Two games and two hardy wins with Jimmy Butler haven’t totally remade and relaunched the Warriors, but something’s going on here.
Sure, the Bucks didn’t have Giannis Antetokounmpo for the Warriors’ surging 125-111 victory in Milwaukee on Monday night. Sure, the very mediocre Bulls had just traded away Zach LaVine before the Warriors beat them in Chicago on Saturday.
But the Warriors absolutely have looked more purposeful, less skittery, and a whole lot tougher since Butler joined them on the court in Chicago and started hammering his shoulders into defenders and strolling to the free-throw line.
The new Warriors are not invincible, of course. They lost a lot of perimeter defense by trading away Andrew Wiggins for Butler and they’ll struggle to make up for it the rest of this season. They’ll still have to work their way up the Western Conference standings — after this two-game winning streak, they’re 27-26 and in 10th place. But they were in 11th just a few days ago, they’re now just a few games from the valuable No. 6 seed (which would take them out of the play-in), and they have earned the right to start imagining how far this could go.

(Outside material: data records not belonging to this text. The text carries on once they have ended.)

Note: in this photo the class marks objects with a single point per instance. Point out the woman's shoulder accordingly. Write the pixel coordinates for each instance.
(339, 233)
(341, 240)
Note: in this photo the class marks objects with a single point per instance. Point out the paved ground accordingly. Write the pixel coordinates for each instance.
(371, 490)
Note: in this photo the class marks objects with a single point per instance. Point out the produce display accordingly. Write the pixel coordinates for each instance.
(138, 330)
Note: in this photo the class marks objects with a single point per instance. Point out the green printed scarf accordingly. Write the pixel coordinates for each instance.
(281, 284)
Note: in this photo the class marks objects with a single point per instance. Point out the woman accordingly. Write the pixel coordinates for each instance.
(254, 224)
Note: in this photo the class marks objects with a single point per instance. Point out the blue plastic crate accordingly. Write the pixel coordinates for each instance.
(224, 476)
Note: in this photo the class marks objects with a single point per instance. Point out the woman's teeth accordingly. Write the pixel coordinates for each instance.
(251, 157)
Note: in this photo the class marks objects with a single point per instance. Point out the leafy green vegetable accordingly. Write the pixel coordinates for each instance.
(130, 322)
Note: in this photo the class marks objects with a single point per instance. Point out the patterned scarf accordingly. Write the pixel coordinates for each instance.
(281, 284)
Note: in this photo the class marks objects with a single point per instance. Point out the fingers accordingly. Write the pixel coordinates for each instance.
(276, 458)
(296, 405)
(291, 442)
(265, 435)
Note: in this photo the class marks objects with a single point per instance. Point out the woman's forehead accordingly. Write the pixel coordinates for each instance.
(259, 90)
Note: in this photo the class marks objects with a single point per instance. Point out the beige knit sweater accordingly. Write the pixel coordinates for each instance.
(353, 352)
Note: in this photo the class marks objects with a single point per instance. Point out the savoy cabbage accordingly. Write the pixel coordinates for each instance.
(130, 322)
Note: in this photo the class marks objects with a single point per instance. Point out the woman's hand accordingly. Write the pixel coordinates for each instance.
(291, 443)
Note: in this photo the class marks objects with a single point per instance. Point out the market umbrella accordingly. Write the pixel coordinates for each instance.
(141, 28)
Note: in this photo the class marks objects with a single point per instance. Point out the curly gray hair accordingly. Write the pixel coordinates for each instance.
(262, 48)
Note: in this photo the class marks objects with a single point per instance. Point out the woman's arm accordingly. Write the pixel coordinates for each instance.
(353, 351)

“I think the guys feel really good about these two games, recognizing that both games were games we might’ve lost earlier in the season,” Steve Kerr told reporters in Milwaukee after the game. “I think the fact that Jimmy went to the line 15 times tonight, 13 times the other night, shows you the power of free throws and the ability to get your defense set and settle a game down when it needs settling.”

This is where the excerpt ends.